1.5Keuangankeberlanjutan
Sumber daya tambahan dapat berasal dari sumbangan, hibah atau pinjaman lunak (kredit di bawah harga pasar). Kepentingan relatif dari berbagai sumber berbeda antara keuangan yang berbeda
lembaga. LSM keuangan biasanya bergantung pada subsidi donor dan tidak diizinkan untuk
mengumpulkan tabungan, sementara bank-bank komersial mengandalkan sumber dana mereka sendiri, deposito dari klien (tabungan) dan modal ekuitas. Mengumpulkan tabungan umumnya dilarang untuk LSM sebagai lisensi perbankan khusus diperlukan dalam rangka untuk melindungi penabung dalam kasus standar lembaga. Saat ini, sumber utama dana untuk LKM amal, pemerintah dan organisasi internasional. Kebanyakan LKM sangat bergantung pada dukungan donor dan tidak layak finansial. Keberlanjutan keuangan adalah kemampuan penyedia keuangan mikro untuk menutupi semua nya biaya atas dasar disubsidi.
Keberlanjutan keuangan bukanlah tujuan itu sendiri, tetapi satu-satunya cara untuk mencapai signifikan skala. Untuk menganalisis keberlanjutan LKM satu set rasio telah dikembangkan. Ini secara luas diterima dan mereka memungkinkan perbandingan antara LKM di seluruh dunia. Para dua yang paling penting adalah Diri Kecukupan Operasional (OSS) dan Self Keuangan Kecukupan (FSS). Mereka akan dianalisis secara mendalam dalam sesi 7. Kebanyakan, jika tidak semua, LKM menerima sumbangan, pinjaman lunak, layanan di bawah harga pasar atau bentuk lain dari subsidi. FSS adalah ad-hoc indikator untuk analisis keuangan mikro yang kecukupan diri-keuangan LKM setelah semua penyesuaian yang diperlukan untuk memperhitungkan semua sumber daya atas dasar harga pasar.

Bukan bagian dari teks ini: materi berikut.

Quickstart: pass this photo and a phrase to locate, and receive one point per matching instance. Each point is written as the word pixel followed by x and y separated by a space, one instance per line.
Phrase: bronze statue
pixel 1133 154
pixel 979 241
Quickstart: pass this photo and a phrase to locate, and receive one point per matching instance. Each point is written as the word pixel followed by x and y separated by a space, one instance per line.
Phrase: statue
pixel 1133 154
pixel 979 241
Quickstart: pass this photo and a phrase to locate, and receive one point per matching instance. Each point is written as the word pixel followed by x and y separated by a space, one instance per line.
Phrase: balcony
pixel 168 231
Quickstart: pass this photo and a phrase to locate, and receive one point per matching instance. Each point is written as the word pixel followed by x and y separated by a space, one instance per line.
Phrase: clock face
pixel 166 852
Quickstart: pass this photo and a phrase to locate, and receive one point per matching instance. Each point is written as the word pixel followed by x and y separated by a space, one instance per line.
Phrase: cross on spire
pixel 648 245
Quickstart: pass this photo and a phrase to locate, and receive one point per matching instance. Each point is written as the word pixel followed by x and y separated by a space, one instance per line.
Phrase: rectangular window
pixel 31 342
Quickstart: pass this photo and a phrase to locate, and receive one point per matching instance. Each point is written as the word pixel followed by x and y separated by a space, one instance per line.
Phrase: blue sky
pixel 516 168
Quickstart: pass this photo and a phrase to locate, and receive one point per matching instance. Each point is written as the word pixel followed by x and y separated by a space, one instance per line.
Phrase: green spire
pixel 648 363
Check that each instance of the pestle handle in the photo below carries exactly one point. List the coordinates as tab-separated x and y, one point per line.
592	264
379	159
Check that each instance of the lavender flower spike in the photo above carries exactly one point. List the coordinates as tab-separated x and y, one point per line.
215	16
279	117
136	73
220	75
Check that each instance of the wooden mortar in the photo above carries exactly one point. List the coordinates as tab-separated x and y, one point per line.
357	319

Kotak 1.2KecukupanOperasionaldan KeuanganDiri Operasionaldan KeuanganKecukupanDiriSelf-Kecukupan Operasional(OSS) (%) =Ini mengukursejauh manapendapatan operasionalmeliputioperasibiaya. Jika angkayang dihasilkan lebih besardari 100%, organisasibawah evaluasidianggapoperasionalmandiri. Dalamkeuangan mikro, lembaga operasionalberkelanjutanmampu menutupimereka biaya melaluipendapatanoperasi.KeuanganKecukupanDiri(FSS) (%) =Ini mengukursejauh manapendapatan operasionalmeliputidisesuaikanoperasibiaya.Penyesuaianusaha untuk menunjukkanbagaimanakeuangangambarLKMakan terlihatpada dasartanpa subsidi. FSSmembutuhkanpenyesuaianuntuk alasan yang berbeda. Laporan keuanganharus disesuaikan dengansesuai dengan praktikakuntansi yangstandar, untukmemperhitungkan inflasidan untukmenghilangkan efeksubsidi dandalam bentuksumbangan. FSSmenunjukkanbagaimana sebuahLKMakan terlihat jikadibesarkandanasecara komersial dan jikalayananatau peralatantelah dibelipadaharga pasardantidak diterimasebagai sumbangan(lihatsesi7"analisiskeuangan"). beban operasionalpendapatan operasional
1.6Masa Depanperspektif
Kita mendefinisikankeuangan mikrosebagaipenyediaan layanankeuangan kepadamasyarakat berpenghasilan rendah yang seharusnya dapatdikeluarkan dari sistemkeuangan formal. Saya berharap bahwa ini definisiakanmenjadi usangsesegeramungkin setelahkomersialisasi penyediaanlayanansemacam inidanmasuknya merekake dalamkeuangan formal system1. Dengan itukeuangan mikrowaktu,mengaksessumber daya yangterbatastersedia di pasar modal, akan mencapailebih banyakkliendan mudah-mudahanakan mengisisekarang kesenjanganantara pasokandan permintaan. Risikomemperolehtujuan inibanyaktetapi ada banyak alasanuntuk berharap.Yang palingpenting adalahbuktikemajuanyang industri,pada kecepatanmeningkat,yang dibuatdalam 30tahun terakhir.